One of Kerri’s many nicknames is “Brat” and it is more-than-well-deserved. No one knows this better than Tripper-Dog-Dog-Dog. He silently suffers her full brat nature. He patiently tolerates her howling laughter when he is, once again, the object of her brat-ocity.

DogDog easily picks up tricks. And, as an Aussie, he is a hyper-sensitive-good-boy, so Brat takes full advantage of his trusting nature, his need to please, and contorts the tricks. This is a photo of “leave it:” drop any snack on the floor, tell DogDog to “leave it,” and he won’t touch it until he’s given the magic sign. Tell him to “leave it” and he won’t move. Instead, he will follow you with his eyes imploring you for the magic sign. On this day, instead of dropping his snack on the floor, she put a tortilla chip on his head. And left it there for a very long time.

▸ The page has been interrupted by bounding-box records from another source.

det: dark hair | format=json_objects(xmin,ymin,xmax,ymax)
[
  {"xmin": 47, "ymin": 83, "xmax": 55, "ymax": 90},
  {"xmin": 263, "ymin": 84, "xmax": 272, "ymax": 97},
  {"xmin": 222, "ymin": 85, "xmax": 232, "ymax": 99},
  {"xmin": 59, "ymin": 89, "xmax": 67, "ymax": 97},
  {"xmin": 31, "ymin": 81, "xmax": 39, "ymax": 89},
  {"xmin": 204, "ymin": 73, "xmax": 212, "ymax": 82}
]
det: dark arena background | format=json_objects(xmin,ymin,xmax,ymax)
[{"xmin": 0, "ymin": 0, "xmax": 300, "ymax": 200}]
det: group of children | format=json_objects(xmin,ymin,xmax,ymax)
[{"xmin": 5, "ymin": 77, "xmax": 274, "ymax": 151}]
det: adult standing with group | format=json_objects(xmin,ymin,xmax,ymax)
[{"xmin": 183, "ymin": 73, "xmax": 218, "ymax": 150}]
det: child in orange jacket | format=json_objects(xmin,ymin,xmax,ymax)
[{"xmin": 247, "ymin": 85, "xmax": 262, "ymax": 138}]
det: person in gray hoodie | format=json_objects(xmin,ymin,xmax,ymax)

I knew I would be in trouble if I gave DogDog the magic sign. I knew I would bring Brat’s focus on to me if I interrupted her chuckling mischief. So, like DogDog, I sat very still and followed her around with my eyes. When would she give the magic signal? Both DogDog and I quaked with unbearable anticipation. When?! She moved back and forth, Dogga’s and my eyes tracking her every move. She took a picture. Moved across the room and took another. “Don’t torture the dog,” I implored.

“I’m not torturing DogDog,” she smiled, giving DogDog the magic sign, “I’ve been torturing you!”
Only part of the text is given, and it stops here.